The report found that much of Canada's boreal forest, which caribou depend on, is being parcelled out for industrial development.

It's the second national report to call attention to imperilled caribou herds in recent months.

The fourth-annual review by the Canadian Parks and Wilderness Society, a national conservation charity that works with government, industry and indigenous peoples to protect lands and water, concluded in December that progress across the country to protect woodland caribou is "spotted."

Woodland caribou — an image of the iconic animal is stamped on Canada's quarter — remain a species at risk across the country with a shaky hold on the future, that report warned.

Then in late February, environmental groups issued a second call on the risks to boreal caribou, ahead of a federal, provincial and territorial meeting of environment ministers in Ottawa.

The statement released through the David Suzuki Foundation warned Canada could lose half its boreal forests within decades at the current pace of logging, oil and gas development and destroy the country's caribou in the process.

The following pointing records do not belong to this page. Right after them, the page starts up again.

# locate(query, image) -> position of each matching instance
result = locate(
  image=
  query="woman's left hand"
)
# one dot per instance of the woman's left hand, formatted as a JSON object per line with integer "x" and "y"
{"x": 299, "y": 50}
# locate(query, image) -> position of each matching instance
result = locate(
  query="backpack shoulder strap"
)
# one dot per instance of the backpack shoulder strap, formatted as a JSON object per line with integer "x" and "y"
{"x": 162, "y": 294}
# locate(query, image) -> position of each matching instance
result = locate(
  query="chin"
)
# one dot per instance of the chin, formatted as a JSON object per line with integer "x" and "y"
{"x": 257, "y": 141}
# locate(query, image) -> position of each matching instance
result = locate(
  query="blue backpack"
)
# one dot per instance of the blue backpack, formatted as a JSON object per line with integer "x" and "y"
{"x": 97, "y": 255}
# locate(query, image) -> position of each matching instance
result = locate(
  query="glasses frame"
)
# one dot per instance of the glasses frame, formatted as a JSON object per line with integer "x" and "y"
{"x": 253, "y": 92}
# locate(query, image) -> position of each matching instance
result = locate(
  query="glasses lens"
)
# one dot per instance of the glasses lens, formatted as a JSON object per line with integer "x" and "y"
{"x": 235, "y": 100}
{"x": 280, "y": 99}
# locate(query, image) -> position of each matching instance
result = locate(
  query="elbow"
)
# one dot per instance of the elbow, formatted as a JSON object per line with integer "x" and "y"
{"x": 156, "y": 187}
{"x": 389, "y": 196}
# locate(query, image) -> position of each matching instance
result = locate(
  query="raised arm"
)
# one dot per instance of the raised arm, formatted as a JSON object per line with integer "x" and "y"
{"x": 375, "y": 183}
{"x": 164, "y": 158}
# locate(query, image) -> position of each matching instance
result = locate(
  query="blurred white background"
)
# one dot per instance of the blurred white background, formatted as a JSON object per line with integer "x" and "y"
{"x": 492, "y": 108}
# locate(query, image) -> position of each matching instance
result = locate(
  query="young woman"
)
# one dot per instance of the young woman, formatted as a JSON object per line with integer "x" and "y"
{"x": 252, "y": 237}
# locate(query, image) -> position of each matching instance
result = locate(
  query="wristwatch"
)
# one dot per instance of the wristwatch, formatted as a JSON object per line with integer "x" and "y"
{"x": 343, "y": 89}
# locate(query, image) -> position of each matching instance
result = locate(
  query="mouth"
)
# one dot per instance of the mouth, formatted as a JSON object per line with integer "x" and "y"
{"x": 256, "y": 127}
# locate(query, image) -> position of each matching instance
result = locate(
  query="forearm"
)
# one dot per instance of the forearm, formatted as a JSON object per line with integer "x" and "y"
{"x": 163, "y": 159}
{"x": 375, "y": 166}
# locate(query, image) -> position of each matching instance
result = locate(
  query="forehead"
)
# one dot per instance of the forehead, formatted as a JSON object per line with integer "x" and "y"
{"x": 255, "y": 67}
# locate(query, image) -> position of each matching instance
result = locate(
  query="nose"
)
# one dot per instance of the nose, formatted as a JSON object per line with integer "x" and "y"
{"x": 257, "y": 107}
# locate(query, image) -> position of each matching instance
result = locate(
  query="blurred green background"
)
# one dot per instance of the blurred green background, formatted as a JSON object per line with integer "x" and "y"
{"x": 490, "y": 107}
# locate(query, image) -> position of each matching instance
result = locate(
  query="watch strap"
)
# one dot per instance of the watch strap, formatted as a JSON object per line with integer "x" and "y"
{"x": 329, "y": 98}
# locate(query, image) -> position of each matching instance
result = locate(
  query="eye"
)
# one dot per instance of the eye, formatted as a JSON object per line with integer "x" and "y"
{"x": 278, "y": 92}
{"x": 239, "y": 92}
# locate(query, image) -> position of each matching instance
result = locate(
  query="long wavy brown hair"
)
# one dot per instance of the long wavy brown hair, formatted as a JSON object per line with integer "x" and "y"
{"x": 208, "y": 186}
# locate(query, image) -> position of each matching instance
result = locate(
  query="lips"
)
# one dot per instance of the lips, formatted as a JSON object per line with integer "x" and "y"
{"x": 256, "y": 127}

Woodland caribou are designated as threatened under federal designation and they are distinct from their more common cousins, barren ground caribou.

All the recent calls have drawn attention to Ottawa's looming deadline to enact measures that would protect boreal caribou and their habitat.

"In 2012, the federal government gave the provinces and territories five years to establish action plans to preserve boreal caribou. This deadline is approaching and we are not seeing enough action," Reder said in Tuesday's statement.

In Manitoba, conservation progress is too slow to meet meet federal timelines here, according to both the report in December and the one released Tuesday.

"This government has said they will not meet the deadline, they have absolutely said 'No' to that. This is something the provinces are going to have to work out with the federal government," Reder said.

Manitoba has said that the province would meet some, but not all, of the federal conditions.